3. v. 18. "That you may know what is the hope of his calling." By which is meant either (1) the hope of external happiness, (2) Christ, who is our hope, (3) the grace of hope, which is an exercise of faith, or (4) all three! For the hope of eternal glory is founded on Christ, and the grace of hope lives only in the heart where Christ dwells! As we know more of Christ, we know more of the hope of his calling".
4. v. 18. "That ye may know the riches of the glory of his inheritance in the saints." The elect are the Lord's portion and inheritance, in whom he is glorified and will be glorified (Eph. 2:7). This seems to be speaking of the heavenly inheritance which the Lord is preparing for us (John 14:2,3). Paul said there are no words to describe it (2 Cor. 12: 2-4).
5. Vs. 19. "That you may know the exceeding greatness of his power to us who believe." This is the power of God in our conversion and faith, the power that regenerated us, raised us from the dead and formed Christ in us (Eph. 2:1; Col. 2:13).
(Vs. 20.) This power of God that quickened us and made us to live spiritually is compared with that power which raised Christ from the dead. Christ was raised for our justification as our Representative. We live because he lives, and we are free from sin because Our Surety, who bore our sins, is now free from them. But there is a likeness between his resurrection and our quickening.

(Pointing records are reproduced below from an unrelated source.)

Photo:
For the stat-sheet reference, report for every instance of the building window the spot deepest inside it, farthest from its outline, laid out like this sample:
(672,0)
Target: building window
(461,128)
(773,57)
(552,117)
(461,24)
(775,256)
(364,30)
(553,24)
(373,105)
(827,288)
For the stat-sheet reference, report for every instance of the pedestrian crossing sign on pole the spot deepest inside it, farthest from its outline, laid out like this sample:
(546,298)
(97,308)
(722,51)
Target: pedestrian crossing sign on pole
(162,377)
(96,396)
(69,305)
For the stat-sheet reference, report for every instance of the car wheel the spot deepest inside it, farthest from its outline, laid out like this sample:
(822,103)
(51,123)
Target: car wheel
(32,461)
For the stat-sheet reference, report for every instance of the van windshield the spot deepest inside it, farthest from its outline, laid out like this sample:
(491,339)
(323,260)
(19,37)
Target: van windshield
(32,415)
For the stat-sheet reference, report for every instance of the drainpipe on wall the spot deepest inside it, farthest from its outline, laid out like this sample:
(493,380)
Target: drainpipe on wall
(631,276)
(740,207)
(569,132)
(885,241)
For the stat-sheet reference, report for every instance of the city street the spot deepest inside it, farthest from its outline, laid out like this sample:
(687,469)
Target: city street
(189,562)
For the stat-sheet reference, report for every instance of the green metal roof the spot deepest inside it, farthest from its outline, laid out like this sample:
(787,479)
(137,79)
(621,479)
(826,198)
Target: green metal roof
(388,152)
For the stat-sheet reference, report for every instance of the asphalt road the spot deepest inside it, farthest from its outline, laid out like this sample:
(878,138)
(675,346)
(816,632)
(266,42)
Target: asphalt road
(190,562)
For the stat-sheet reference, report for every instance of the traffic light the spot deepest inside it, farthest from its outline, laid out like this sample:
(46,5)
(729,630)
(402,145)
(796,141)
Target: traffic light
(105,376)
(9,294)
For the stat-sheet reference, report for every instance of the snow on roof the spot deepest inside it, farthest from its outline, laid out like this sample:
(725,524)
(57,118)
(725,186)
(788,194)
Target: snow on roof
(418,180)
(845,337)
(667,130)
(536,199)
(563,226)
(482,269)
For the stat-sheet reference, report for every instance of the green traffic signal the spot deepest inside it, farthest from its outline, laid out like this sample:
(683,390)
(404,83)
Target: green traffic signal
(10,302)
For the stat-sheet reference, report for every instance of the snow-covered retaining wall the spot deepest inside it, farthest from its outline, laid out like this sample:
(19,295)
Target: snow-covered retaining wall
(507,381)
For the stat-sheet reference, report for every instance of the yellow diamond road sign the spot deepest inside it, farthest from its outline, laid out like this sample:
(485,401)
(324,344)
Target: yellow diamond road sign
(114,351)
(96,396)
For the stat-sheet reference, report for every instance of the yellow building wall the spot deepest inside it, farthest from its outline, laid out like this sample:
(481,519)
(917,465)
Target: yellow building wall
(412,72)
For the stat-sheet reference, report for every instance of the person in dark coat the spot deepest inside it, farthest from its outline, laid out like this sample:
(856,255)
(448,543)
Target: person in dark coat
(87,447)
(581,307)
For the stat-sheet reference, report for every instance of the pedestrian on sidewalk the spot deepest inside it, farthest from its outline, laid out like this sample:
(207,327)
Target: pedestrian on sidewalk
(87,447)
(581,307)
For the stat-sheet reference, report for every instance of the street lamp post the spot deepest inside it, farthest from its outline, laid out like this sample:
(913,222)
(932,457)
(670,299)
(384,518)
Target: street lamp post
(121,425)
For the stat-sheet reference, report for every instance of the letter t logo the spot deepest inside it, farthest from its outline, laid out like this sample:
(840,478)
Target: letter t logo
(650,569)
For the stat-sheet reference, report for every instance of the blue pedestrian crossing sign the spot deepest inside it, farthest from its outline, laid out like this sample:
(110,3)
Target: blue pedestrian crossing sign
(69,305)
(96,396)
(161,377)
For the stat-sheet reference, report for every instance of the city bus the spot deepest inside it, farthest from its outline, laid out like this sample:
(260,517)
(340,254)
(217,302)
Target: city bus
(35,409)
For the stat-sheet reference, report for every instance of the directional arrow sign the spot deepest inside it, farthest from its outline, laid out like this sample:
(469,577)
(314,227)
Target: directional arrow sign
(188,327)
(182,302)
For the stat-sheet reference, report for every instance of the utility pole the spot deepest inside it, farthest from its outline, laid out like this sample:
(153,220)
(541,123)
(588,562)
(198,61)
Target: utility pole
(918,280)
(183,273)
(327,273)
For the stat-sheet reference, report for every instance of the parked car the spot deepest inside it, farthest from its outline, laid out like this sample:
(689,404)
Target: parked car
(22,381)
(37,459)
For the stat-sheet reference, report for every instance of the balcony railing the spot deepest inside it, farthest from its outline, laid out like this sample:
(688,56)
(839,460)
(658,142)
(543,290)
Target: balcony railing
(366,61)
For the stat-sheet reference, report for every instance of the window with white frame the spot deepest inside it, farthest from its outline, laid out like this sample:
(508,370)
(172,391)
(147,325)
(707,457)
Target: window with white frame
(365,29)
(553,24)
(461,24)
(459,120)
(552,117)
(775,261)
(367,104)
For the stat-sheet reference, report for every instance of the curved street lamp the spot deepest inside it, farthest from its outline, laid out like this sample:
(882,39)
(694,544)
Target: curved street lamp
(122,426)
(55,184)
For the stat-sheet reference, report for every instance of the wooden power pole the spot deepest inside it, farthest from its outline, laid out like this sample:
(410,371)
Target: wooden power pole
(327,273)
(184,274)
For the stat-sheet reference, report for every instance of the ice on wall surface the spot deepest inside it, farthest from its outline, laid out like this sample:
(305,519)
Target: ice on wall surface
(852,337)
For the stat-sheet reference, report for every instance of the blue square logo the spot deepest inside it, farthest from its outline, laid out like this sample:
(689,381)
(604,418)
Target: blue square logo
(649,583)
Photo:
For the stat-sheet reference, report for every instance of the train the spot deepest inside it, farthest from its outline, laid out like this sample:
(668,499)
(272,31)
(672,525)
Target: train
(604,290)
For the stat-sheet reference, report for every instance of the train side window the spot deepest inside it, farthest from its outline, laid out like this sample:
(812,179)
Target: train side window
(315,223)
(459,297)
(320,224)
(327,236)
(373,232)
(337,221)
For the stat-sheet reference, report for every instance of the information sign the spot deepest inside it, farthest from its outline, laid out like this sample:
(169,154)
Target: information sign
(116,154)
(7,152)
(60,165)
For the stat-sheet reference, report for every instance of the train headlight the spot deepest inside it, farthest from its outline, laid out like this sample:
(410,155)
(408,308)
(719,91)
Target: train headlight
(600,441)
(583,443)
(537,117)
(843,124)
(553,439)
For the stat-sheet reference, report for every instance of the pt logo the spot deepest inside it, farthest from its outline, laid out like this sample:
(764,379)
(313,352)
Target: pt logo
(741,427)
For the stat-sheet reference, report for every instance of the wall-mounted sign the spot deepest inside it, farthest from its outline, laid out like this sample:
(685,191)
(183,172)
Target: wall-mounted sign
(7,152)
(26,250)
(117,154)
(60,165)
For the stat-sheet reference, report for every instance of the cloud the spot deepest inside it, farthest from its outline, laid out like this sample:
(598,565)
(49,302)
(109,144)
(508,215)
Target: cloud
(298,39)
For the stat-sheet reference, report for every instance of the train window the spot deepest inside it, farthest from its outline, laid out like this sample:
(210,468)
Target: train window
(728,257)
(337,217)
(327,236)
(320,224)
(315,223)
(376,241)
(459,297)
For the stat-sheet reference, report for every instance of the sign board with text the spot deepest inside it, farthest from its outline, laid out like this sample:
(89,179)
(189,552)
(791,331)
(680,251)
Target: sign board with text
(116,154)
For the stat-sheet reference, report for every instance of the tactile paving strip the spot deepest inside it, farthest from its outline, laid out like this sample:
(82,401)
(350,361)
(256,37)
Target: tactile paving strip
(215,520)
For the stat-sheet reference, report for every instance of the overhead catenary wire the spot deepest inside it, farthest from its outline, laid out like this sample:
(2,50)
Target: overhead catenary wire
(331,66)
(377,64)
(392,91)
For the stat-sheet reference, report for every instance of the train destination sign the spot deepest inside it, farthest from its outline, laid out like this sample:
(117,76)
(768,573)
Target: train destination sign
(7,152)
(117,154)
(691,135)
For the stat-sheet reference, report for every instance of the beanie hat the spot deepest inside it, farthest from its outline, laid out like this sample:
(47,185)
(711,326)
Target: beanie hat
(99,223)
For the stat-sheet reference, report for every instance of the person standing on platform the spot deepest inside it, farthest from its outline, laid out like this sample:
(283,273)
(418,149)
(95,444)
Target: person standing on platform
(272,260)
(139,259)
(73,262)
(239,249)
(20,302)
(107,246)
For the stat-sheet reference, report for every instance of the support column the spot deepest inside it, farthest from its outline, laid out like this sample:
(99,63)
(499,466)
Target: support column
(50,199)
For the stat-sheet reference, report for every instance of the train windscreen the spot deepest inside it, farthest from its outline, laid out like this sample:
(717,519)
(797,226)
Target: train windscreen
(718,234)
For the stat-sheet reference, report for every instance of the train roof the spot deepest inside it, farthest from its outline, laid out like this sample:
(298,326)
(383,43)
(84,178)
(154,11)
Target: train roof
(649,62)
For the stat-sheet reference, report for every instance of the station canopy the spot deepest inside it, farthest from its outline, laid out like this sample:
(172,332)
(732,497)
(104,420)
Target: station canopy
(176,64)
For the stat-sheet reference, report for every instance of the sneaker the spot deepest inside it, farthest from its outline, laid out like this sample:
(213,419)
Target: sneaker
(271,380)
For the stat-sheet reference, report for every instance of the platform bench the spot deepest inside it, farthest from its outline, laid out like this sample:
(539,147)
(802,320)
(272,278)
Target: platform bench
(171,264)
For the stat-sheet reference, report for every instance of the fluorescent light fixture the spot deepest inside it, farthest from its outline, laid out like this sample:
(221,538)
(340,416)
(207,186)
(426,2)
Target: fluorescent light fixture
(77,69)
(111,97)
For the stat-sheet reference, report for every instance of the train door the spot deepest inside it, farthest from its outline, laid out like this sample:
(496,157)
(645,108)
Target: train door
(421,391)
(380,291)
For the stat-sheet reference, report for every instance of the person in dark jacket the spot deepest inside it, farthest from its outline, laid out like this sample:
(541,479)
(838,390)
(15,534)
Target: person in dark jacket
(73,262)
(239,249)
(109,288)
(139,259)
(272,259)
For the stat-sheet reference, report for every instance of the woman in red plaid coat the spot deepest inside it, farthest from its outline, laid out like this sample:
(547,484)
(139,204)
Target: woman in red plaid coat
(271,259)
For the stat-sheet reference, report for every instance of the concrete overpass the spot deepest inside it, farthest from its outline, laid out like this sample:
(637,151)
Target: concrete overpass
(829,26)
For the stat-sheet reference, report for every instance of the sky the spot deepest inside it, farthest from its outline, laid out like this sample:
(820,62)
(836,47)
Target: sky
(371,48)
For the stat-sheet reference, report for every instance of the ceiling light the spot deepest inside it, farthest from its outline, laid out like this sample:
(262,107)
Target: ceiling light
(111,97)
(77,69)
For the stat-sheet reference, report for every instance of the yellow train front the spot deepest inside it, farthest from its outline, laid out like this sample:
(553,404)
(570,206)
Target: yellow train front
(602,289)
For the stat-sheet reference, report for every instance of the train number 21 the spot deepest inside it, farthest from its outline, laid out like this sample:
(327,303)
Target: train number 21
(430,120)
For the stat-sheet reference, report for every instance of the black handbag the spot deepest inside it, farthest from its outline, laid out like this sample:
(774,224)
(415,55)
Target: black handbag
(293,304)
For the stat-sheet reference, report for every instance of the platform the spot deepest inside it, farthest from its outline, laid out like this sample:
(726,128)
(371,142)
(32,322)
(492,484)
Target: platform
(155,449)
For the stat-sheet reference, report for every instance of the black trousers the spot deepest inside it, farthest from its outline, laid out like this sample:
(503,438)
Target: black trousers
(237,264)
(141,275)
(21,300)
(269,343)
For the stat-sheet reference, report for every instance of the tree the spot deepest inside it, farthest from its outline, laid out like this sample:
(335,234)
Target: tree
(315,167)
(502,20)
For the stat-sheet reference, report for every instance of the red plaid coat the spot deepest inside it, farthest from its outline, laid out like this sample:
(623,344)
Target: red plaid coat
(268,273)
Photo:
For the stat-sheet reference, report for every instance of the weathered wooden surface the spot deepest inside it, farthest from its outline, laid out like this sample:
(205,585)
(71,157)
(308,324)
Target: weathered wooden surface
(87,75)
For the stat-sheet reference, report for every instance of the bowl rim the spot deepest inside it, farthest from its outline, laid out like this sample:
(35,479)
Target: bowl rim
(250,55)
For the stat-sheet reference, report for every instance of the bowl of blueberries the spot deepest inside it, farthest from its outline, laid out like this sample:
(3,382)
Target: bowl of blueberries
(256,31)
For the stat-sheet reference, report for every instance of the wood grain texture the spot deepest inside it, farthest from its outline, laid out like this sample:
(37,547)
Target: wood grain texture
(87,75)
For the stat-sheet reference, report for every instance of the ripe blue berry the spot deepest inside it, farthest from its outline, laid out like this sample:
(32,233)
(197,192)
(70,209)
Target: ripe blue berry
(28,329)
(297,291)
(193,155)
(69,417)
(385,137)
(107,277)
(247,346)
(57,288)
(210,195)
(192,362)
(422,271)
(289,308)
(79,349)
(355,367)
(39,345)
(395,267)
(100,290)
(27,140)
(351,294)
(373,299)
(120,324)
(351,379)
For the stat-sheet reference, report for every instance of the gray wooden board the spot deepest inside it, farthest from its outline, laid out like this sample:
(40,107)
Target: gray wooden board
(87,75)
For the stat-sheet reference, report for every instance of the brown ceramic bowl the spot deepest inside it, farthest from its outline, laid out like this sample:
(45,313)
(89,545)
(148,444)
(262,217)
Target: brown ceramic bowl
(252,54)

1. His resurrection is called a begetting. He is the first-begotten from the dead. Our regeneration is termed a begetting (1 Peter 1:3).
2. His human body was lifeless, as natural men are without spiritual life.
3. His human body could not raise itself, as we cannot give ourselves life.
4. His resurrection was the pure, unaided work of God, as is our regeneration (Eph. 2:1).
5. His resurrection led to his exaltation at the right hand of God and is where in our representative (Christ) we who are regenerated are already seated! (Eph. 2:6.)
(Vs. 21.) Christ, our Lord, is exalted far above all rule or authority, above all power and dominion in heaven, earth, or hell, and above every name that is named or title that can be conferred in this world or the world to come (Col. 1:16-18; Phil. 2:9-11). He has authority over all, especially his church!
(Vs. 22, 23.) Christ has all authority (Matt. 28:18; John 17:2). Christ is the supreme Head of his church. This headship is an honourable, glorifying gift to him as Mediator. But it is also a grace gift to the church, for he rules for our good, he performs all offices for our salvation and he communicates all good things to us (Ps. 8:6).